NHERF-1 is an Hematopoietic Ligand for a Subset of the CD34 Family of Stem Cell Surface Proteins

¹ The Biomedical Research Centre, University of British Columbia, Vancouver, Canada
² Department of Cellular and Physiological Sciences, University of British Columbia, Vancouver, Canada

^* To whom correspondence should be addressed. E-mail: kelly{at}brc.ubc.ca.

	Abstract

CD34 and its relatives, Podocalyxin and Endoglycan, comprise a family of surface sialomucins expressed by hematopoietic stem/progenitor cells, and vascular endothelia. Recent data suggest that they serve as either pro- or anti-adhesion molecules depending on their cellular context and their post-translational modifications. In addition, their ability to function as blockers of adhesion may be further regulated by their subcellular localization in membrane microdomains via activation-dependent linkage with the actin cytoskeleton. To gain further insights into the function and regulation of CD34-type molecules we sought to identify the intracellular ligands that govern their localization.
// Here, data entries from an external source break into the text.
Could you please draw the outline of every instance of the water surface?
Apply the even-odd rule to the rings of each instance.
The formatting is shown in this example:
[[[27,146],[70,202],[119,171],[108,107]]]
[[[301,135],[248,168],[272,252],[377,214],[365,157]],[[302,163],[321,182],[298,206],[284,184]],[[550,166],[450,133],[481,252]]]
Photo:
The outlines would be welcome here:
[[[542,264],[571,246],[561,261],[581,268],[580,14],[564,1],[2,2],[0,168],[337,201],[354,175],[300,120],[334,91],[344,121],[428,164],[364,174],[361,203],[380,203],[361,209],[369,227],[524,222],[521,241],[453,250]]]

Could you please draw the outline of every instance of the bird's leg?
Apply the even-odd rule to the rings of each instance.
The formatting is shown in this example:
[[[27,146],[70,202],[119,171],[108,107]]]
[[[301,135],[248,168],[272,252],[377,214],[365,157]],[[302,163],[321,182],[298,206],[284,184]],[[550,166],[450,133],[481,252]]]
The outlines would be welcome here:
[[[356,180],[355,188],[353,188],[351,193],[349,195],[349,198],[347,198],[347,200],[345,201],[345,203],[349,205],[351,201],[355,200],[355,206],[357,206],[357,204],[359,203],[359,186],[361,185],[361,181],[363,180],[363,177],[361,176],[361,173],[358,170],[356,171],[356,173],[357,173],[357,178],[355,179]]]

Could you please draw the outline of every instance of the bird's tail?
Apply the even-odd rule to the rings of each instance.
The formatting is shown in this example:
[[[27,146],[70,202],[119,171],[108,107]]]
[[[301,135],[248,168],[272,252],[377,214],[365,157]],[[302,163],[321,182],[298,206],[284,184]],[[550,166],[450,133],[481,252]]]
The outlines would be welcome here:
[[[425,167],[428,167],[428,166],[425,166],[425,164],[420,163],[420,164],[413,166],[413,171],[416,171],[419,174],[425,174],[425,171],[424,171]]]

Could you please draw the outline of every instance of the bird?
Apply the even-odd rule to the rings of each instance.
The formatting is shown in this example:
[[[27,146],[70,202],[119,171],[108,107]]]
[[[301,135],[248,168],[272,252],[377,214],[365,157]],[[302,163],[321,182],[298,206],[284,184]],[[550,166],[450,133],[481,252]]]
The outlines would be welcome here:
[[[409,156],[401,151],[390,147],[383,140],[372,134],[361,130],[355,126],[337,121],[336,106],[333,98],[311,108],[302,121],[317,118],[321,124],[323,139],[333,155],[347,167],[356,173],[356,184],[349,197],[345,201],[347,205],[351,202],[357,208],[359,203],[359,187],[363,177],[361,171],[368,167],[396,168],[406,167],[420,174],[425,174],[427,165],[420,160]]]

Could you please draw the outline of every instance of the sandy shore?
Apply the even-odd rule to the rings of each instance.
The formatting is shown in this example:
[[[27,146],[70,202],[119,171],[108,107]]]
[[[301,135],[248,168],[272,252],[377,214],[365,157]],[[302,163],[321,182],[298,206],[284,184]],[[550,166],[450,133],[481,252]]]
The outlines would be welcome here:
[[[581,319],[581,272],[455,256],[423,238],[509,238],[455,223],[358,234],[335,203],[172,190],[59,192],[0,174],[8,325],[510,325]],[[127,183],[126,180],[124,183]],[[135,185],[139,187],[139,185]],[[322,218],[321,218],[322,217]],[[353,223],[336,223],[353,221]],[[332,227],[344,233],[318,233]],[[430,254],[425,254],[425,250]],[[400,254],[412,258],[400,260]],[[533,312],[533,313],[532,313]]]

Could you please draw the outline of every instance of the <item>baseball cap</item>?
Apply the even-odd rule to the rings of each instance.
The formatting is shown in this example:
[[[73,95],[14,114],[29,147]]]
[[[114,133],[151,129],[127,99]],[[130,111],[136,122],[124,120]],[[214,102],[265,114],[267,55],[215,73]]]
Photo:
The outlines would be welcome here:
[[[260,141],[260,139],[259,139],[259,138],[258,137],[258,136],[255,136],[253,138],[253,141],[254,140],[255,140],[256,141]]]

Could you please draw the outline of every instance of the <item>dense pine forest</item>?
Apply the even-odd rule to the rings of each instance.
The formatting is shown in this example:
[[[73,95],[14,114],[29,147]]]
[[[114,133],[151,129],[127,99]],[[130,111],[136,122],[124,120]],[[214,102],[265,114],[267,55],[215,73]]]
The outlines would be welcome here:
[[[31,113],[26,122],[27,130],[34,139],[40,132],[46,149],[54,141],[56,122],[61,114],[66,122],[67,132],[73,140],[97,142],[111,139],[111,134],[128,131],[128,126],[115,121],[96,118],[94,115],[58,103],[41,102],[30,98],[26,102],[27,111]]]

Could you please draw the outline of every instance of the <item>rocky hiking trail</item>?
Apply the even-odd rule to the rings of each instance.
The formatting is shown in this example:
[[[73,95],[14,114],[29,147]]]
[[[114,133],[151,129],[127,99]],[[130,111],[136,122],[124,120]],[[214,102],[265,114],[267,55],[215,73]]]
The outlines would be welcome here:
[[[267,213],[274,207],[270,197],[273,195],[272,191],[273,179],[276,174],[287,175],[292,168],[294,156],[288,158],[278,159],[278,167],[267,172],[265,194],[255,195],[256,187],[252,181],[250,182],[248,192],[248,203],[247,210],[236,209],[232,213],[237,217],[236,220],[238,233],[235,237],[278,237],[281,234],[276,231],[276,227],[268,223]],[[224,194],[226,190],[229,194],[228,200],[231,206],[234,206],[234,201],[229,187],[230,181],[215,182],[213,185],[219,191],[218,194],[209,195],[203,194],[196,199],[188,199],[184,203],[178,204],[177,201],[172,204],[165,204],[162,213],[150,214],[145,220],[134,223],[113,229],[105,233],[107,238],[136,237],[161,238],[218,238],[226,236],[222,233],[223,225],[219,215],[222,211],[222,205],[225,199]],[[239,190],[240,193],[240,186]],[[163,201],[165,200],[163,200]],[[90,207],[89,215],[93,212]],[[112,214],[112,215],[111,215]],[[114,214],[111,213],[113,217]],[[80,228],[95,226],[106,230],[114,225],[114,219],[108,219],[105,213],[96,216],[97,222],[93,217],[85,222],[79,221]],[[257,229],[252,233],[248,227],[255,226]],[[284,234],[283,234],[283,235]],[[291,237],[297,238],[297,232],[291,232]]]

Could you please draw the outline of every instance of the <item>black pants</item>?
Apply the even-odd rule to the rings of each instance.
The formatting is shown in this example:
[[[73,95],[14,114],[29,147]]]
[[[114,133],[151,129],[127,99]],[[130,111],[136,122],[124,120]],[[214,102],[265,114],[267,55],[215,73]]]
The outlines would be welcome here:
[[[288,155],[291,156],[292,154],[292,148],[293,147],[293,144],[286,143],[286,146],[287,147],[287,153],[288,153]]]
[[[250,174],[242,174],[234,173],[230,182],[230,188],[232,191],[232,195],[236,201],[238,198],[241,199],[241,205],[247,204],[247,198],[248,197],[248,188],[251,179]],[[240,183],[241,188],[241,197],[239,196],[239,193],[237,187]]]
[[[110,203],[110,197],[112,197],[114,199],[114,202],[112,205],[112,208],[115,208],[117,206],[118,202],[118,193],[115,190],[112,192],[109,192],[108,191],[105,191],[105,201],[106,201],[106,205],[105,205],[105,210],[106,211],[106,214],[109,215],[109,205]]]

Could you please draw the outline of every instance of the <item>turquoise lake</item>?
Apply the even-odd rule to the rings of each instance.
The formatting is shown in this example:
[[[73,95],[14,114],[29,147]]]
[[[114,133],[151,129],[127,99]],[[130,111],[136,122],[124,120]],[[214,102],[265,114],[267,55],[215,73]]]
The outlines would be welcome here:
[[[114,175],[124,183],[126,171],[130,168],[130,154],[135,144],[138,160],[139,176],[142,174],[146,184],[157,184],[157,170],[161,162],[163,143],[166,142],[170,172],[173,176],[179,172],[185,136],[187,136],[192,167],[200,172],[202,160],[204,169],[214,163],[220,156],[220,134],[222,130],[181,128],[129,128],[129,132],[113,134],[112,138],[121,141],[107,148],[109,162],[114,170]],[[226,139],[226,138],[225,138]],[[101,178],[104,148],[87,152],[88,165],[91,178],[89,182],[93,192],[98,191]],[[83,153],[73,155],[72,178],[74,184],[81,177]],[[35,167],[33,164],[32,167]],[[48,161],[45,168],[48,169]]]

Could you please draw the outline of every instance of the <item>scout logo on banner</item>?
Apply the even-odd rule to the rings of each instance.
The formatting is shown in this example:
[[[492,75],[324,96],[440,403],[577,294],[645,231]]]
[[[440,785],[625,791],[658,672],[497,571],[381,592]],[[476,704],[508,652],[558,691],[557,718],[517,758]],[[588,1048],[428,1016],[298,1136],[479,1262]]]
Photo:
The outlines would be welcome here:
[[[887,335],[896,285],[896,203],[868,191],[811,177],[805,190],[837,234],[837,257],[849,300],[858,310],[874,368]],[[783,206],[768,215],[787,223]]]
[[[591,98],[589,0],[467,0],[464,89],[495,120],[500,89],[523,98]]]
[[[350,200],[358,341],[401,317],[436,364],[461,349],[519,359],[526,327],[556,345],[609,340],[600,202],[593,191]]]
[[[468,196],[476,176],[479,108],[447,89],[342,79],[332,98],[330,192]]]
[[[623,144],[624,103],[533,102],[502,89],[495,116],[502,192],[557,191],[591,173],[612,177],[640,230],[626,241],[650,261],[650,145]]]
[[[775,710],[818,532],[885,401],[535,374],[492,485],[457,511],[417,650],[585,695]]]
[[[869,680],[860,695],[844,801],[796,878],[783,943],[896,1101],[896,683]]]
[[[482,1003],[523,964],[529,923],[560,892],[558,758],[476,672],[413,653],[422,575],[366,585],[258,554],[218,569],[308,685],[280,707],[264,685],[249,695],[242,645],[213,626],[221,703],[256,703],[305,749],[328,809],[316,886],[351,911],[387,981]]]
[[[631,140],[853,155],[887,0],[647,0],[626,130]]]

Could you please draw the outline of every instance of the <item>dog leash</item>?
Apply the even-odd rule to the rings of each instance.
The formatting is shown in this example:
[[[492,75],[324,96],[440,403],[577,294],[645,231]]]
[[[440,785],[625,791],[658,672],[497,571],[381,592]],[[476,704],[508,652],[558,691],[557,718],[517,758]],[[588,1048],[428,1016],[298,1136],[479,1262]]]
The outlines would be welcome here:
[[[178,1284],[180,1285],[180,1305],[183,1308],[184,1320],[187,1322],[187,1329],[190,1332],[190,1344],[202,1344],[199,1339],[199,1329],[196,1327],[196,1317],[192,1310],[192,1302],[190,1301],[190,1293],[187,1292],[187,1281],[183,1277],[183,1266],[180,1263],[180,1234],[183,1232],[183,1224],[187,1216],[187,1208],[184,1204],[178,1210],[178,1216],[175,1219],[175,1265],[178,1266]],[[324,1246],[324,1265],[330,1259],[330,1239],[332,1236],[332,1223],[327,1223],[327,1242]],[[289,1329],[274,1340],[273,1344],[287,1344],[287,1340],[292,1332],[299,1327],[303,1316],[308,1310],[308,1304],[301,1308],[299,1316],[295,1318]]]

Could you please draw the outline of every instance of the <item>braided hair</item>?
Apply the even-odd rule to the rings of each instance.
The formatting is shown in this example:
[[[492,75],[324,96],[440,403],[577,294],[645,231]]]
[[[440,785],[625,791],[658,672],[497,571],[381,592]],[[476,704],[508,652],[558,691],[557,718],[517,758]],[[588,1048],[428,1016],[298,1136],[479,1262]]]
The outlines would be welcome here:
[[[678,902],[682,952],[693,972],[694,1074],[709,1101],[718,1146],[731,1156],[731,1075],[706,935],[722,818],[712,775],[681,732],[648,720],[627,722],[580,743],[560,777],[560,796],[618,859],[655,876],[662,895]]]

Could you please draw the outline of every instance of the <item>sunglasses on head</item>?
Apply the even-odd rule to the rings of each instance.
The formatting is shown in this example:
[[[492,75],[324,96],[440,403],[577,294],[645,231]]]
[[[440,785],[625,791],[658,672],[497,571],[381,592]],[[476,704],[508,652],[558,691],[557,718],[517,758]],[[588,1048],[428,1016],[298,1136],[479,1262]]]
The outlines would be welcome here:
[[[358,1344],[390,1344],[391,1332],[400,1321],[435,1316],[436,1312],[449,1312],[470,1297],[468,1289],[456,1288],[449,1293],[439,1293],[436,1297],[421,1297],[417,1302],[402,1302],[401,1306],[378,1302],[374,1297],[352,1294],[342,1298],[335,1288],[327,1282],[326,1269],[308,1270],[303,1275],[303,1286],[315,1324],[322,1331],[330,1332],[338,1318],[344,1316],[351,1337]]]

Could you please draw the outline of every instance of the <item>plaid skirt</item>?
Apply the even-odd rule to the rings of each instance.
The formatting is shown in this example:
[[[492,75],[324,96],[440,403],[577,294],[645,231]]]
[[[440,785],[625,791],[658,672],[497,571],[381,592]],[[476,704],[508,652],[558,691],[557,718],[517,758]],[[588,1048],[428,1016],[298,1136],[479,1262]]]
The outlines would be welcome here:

Using both genetic and biochemical approaches we have identified the Na+/H+ exchanger regulatory factor-1, NHERF-1, as a selective ligand for Podocalyxin and Endoglycan but not for the closely related CD34. Furthermore, we show that NHERF-1 is expressed by all KLS cells, which, are known to express Podocalyxin and have long-term repopulating abilities. Finally, we show that these proteins re-localize and co-localize in response to cytokine signaling. The results suggest that this cytosolic adaptor protein may be important for mobilization of CD34- type proteins in the plasma membrane and may thereby regulate their ability to block or enhance hematopoietic cell adhesion.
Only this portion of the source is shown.